Many years before the pandemic, Richard Gordon and Min Xiao, a husband-and-wife team, had started a company, Air99, to develop an origami-inspired mask that could reduce the danger of breathing polluted air. When the federal government launched the Mask Innovation Challenge, offering $500,000 in prize money to the mask that offered the best fit, function, and look, Air 99 jumped in.

Its product — Airgami, available in four sizes and various colorful designs aimed to appeal to everyone from Dead Heads to military enthusiasts— beat out 1,447 competitors when the winner was announced in November 2022. But the public’s enthusiasm for face masks was already waning and in November 2023, Air99 went out of business.

“Planning Miracles” is one of many book-length wake-up calls, dating back at least to the early 1980s, about the threat of viral pandemics.

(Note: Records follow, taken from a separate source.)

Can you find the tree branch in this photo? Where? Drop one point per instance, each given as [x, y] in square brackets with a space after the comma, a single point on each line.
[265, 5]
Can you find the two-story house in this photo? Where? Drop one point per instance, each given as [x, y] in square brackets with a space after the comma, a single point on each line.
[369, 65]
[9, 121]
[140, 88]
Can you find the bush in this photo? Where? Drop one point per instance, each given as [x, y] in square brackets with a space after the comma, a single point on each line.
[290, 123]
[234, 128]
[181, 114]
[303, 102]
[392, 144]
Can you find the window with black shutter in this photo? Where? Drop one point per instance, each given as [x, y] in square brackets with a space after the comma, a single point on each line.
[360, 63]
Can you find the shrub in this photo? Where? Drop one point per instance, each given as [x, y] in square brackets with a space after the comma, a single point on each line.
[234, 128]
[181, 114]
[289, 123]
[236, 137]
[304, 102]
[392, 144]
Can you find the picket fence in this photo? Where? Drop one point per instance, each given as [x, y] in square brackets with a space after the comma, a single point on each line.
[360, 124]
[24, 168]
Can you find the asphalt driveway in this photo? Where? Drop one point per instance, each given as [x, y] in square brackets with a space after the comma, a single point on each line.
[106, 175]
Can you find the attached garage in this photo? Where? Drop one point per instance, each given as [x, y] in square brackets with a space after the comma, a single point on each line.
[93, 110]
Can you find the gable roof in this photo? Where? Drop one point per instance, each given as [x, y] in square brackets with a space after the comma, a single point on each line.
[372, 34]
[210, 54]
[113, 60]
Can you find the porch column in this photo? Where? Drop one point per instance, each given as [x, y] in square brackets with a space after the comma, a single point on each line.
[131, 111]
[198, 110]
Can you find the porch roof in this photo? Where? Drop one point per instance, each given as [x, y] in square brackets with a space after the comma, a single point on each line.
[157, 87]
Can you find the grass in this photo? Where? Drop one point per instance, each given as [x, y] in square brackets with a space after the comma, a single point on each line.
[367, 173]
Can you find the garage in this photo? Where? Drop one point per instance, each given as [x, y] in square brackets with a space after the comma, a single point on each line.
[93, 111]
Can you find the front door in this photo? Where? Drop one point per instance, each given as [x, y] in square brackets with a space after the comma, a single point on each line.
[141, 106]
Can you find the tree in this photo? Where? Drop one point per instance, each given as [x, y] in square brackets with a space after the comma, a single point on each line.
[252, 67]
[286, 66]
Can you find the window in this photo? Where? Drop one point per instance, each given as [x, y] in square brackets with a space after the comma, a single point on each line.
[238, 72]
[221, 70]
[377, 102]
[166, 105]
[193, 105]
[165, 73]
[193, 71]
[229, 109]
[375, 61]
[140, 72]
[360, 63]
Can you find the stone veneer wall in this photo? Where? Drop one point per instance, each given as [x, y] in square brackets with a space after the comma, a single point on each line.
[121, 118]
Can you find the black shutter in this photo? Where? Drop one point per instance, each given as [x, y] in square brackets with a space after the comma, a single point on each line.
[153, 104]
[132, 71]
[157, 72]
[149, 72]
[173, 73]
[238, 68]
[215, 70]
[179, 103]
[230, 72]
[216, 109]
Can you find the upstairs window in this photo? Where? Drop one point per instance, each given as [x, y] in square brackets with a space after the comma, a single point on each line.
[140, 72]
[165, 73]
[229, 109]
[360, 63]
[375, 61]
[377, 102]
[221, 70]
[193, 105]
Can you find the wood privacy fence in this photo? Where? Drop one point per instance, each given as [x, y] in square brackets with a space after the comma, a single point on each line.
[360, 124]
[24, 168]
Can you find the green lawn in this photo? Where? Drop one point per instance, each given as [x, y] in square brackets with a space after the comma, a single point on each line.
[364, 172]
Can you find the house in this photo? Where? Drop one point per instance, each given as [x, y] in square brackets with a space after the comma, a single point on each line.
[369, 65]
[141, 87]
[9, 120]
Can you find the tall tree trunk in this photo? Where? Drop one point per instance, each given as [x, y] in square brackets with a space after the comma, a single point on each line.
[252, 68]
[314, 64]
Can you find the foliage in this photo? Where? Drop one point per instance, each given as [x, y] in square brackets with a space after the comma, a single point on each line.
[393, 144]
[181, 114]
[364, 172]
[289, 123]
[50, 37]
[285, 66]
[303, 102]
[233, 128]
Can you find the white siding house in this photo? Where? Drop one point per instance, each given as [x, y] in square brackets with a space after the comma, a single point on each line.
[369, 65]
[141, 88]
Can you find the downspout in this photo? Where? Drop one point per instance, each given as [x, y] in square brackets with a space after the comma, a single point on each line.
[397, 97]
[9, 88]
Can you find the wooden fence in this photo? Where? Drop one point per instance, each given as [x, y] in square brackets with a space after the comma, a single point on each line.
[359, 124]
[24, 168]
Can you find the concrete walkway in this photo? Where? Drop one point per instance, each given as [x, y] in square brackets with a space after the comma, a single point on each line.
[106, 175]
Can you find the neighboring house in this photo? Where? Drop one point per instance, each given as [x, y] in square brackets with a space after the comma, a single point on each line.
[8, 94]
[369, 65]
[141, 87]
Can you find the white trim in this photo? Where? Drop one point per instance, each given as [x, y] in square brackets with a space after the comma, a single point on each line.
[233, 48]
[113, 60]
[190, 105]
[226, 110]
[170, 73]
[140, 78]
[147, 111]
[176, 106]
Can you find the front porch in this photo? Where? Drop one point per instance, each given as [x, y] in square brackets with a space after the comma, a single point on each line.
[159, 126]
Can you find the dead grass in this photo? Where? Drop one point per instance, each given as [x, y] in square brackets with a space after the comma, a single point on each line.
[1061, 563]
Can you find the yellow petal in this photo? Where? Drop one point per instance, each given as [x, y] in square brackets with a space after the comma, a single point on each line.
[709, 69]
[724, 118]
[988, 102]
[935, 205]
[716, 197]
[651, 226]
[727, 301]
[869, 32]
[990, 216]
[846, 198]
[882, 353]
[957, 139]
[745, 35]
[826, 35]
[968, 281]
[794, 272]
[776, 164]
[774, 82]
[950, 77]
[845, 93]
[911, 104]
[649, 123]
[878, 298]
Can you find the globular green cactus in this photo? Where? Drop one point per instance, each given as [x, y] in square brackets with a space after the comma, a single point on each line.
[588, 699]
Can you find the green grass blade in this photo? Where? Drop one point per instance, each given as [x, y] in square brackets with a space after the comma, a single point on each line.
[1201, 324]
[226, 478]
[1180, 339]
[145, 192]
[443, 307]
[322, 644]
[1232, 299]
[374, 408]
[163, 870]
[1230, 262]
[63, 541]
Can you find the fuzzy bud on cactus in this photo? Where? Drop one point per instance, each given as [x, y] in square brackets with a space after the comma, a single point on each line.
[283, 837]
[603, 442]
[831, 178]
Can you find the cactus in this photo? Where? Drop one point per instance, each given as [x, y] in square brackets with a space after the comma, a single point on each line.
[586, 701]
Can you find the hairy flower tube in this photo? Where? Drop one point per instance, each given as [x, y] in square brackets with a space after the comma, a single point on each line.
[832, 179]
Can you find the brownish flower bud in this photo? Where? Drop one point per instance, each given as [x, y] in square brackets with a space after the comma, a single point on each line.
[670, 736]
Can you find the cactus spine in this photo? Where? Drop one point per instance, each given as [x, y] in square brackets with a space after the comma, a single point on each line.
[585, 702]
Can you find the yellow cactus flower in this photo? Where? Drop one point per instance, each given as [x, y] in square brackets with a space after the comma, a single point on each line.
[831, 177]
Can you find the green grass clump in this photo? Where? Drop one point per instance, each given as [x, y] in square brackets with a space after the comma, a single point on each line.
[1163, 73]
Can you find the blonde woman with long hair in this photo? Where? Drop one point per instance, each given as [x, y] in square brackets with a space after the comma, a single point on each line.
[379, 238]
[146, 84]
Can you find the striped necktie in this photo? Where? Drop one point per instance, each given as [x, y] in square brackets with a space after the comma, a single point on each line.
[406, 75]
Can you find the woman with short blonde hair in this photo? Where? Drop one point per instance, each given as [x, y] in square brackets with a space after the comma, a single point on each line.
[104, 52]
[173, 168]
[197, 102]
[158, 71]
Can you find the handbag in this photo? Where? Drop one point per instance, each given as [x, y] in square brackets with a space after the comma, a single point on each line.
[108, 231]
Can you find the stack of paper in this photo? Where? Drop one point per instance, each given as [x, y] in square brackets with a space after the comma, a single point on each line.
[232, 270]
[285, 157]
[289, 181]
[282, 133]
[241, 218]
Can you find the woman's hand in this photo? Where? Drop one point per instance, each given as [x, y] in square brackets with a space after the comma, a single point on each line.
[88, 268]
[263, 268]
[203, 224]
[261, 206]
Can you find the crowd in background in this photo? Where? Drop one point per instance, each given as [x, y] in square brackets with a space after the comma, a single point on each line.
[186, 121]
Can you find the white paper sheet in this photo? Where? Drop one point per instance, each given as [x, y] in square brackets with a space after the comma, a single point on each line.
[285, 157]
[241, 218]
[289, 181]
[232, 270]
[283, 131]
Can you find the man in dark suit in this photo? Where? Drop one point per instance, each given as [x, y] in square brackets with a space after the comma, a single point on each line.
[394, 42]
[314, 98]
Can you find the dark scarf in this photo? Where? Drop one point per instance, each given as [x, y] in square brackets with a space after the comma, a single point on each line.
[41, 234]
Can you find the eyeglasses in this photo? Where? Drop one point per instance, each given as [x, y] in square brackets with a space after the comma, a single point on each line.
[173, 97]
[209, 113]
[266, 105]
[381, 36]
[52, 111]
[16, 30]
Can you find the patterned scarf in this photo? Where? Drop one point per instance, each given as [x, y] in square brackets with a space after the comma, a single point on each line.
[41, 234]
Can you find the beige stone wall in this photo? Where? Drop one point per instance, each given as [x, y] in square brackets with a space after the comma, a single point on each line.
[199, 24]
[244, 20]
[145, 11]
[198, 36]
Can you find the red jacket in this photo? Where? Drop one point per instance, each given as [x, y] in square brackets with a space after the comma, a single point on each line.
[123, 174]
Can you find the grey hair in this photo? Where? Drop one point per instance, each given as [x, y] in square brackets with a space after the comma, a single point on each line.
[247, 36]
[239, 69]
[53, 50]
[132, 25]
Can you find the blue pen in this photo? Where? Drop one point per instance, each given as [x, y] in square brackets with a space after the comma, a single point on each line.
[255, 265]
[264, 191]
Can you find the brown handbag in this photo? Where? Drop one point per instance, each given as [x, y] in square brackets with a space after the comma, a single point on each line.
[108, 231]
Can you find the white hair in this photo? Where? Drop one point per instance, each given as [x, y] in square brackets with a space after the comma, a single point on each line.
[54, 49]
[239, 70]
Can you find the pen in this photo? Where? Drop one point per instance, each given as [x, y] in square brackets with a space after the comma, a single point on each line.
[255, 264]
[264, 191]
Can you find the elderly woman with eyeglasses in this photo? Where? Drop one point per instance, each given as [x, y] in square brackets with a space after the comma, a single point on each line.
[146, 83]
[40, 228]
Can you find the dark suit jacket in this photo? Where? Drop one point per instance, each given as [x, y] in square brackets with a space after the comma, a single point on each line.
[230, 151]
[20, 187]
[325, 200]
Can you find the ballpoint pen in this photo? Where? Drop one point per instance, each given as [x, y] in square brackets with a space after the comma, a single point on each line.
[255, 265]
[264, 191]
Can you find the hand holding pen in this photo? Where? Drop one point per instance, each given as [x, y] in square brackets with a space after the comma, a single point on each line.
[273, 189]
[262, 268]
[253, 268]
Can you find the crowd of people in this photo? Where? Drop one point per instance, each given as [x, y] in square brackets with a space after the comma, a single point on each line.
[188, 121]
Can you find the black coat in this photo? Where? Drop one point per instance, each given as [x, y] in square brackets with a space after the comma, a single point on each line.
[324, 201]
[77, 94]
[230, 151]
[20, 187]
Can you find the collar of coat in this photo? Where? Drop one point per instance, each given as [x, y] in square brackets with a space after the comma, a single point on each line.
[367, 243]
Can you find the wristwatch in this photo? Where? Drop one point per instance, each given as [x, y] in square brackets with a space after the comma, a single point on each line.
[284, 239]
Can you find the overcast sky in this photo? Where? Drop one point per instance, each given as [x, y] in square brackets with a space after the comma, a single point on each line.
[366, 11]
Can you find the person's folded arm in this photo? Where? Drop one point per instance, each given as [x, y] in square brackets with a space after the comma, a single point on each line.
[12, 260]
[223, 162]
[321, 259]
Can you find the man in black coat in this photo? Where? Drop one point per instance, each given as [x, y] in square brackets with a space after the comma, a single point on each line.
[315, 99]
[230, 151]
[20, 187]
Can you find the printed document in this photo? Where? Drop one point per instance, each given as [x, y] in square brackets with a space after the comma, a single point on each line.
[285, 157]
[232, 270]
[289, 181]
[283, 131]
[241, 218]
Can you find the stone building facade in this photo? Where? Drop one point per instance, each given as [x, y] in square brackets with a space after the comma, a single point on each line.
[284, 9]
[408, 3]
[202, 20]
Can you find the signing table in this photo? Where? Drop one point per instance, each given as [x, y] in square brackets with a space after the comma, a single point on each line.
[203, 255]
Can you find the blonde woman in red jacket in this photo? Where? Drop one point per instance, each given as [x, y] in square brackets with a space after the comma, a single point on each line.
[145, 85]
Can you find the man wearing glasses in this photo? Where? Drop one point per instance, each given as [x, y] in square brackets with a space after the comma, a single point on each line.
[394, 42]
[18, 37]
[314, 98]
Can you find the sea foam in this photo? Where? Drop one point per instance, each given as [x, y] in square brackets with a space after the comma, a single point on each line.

Cohen gives a hat-tip to many of them, particularly praising “The Coming Plague: Newly Emerging Diseases in a World Out of Balance,” published in 1994, in which Laurie Garrett warned that HIV should be seen not as a public health aberration but a possible “sign of things to come.” And Cohen cites a different perspective — Donald G. McNeil Jr.’s recent “The Wisdom of Plagues: Lessons from 25 Years of Covering Pandemics” — because it details the social factors, including political opportunism and ill-informed media, that damaged the world’s response to Covid-19.

Cohen’s sprawling assessment of the prevention landscape makes a compelling case that the most essential weapon against future pandemics is the will to prevent them.

Cohen’s own contribution to the growing shelf of pandemic-related titles offers readers a glimmer of hope: “We have the brains and the technologies to better protect ourselves from zoonotic jumps, reducing their frequency, more quickly thwarting outbreaks that do occur, and responding more effectively to ones that become epidemics and pandemics,” he writes.

His sprawling assessment of the prevention landscape makes a compelling case that the most essential weapon against future pandemics is the will to prevent them. Among other things, that means a sustained effort to develop and stockpile vaccines for the most likely threats rather than using Operation Warp Speed — the vaccine-development push that Cohen calls a “daring mission that could well have failed” and that succeeded in part by pure luck — as a blueprint for future pandemics.

He reels off other possibilities that give him hope — among them, an internationally coordinated surveillance system, vaccines that work against entire families of viruses, antiviral drugs that work against multiple targets, and better masks — but argues that we are “playing footsie with pandemic prevention.”

“We know the way,” he writes. “We do not have the will.”